I don’t go to UCLA, but because I live in LA this incident hits close enough to home to draw some reflection and criticism from where I stand.  If you’re not sure what I am talking about Slashdot has a succinct explanation based on the article in the Daily Brun.  This action has brought national criticism, and as well as a student uproar.

People are feeling less safe rather than more, a common thing in the States these days. One student at UCLA reported, “As students we feel our safety is endangered, and we do not feel safe on campus,” said Sabiha Ameen, president of the Muslim Students Association.

You can see the camera-phone video posted to youtube here, but be forewarned even though you can’t see much the screaming is disturbing.

Boing Boing posted at least two articles about it, one stating threats that the cops made to on-lookers, and the second claims that the officer who did the tasing has a record of brutality.

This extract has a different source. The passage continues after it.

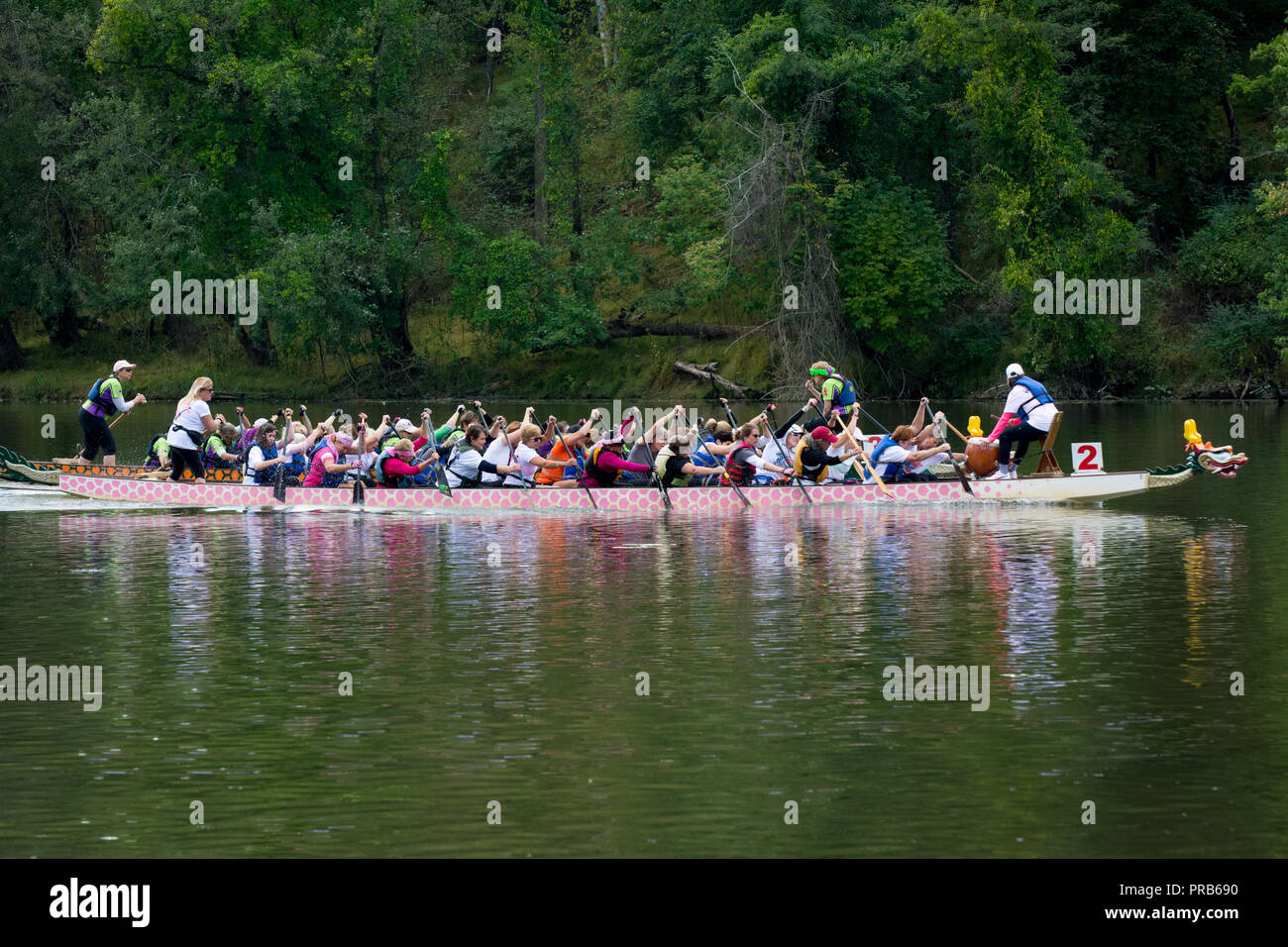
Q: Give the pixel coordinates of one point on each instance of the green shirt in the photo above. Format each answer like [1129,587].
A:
[112,386]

Some musings on this situation:

1. There is no reason why a student who is not putting up a fight should get tasered, ever.  Why on earth are the police patrolling the stacks anyway?  Whatever happened to librarians dealing with issues that involve the library?  Or is asking for students ID’s that dangerous of a job?  How long before post security starts checking out books?  And if we’re going to be okay this kind of policing activity then there needs to be a limit put on those using force so they don’t get carried away as exemplified in this instance.

As it states on the Daily Brun,

The policy does not specify how many times a Taser can be used on a subject or for how long the Taser can be held to the subject’s body, and it is in the officer’s hands to determine whether the use of pain compliance is necessary in a given situation.

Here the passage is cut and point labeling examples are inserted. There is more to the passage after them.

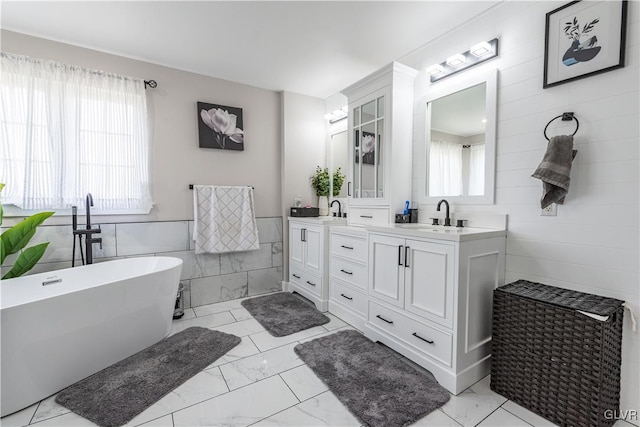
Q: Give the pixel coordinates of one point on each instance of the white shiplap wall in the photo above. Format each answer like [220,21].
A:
[592,245]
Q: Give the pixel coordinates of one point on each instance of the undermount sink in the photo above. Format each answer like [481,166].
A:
[438,231]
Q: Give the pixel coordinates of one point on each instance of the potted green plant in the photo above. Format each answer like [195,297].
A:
[16,238]
[320,183]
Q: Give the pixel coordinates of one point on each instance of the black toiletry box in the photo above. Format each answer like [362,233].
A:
[305,212]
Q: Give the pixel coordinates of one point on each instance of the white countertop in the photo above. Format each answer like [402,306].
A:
[438,232]
[320,220]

2. When do we stand in the gap, and try to stop brutality, using our bodies as shields for others?  In the video there are a lot of students standing around not helping this guy out. Are we Americans that apathetic?  And though I wasn’t there and don’t know what went through their minds, it’s worth asking myself what I would have done, and would I have been willing to stand in the gap?  I am not sure, but I know that I hope I do help someone in a situation like that.

At the Center for a Stateless Society the author argues for disarming the police in an instance like this, while I think people can be even more effective by using non-violence as a way of breaking up an instance like this, the commentator makes some good points.

3. In what ways have our policies enslaved us?  Not just in our businesses and in our schools, but in our nation as well?  Jesus said that the Sabbath was made for people, not the other way around, and when the he saw the Sabbath used to enslaved and dehumanize others he denounced it.  It’s the church’s responsibility to denounce this kind of violence.

4. Racial Profiling is still an issue, and we have to be sensitive especially during this time of heightened awareness because of the war.  Whether the student was being singled out or not isn’t the base issue, we have created the kind of culture where our minority people in this country are often times put on the defensive and this isn’t the way it should be.   I wonder if and how the school will try to reconcile with this student?  Or if it will be more concerned with protecting it’s own image? Unfortunately, saving face is an important American value these days.

5.  Christians are called to stand up for and look out for those outside the status quo.  I think God’s call to love aliens and strangers in the Bible (and Jesus’ very practice of doing it in the NT)  fits well with this situation. But it also challenges our racism more broadly speaking and racism exemplified in our public schools, the way many of our cities run, some of our feelings about immigration and our raised suspicions of those who are Muslim and/or from the Middle East.  Priority for the oppressed is how we Quakers have always read the Bible and for this I find myself continually praying and rooting for the underdog.  We need less excuses why we’re not being “racist” and more examples of us actually expressing love and reconcilation to those who are different than us.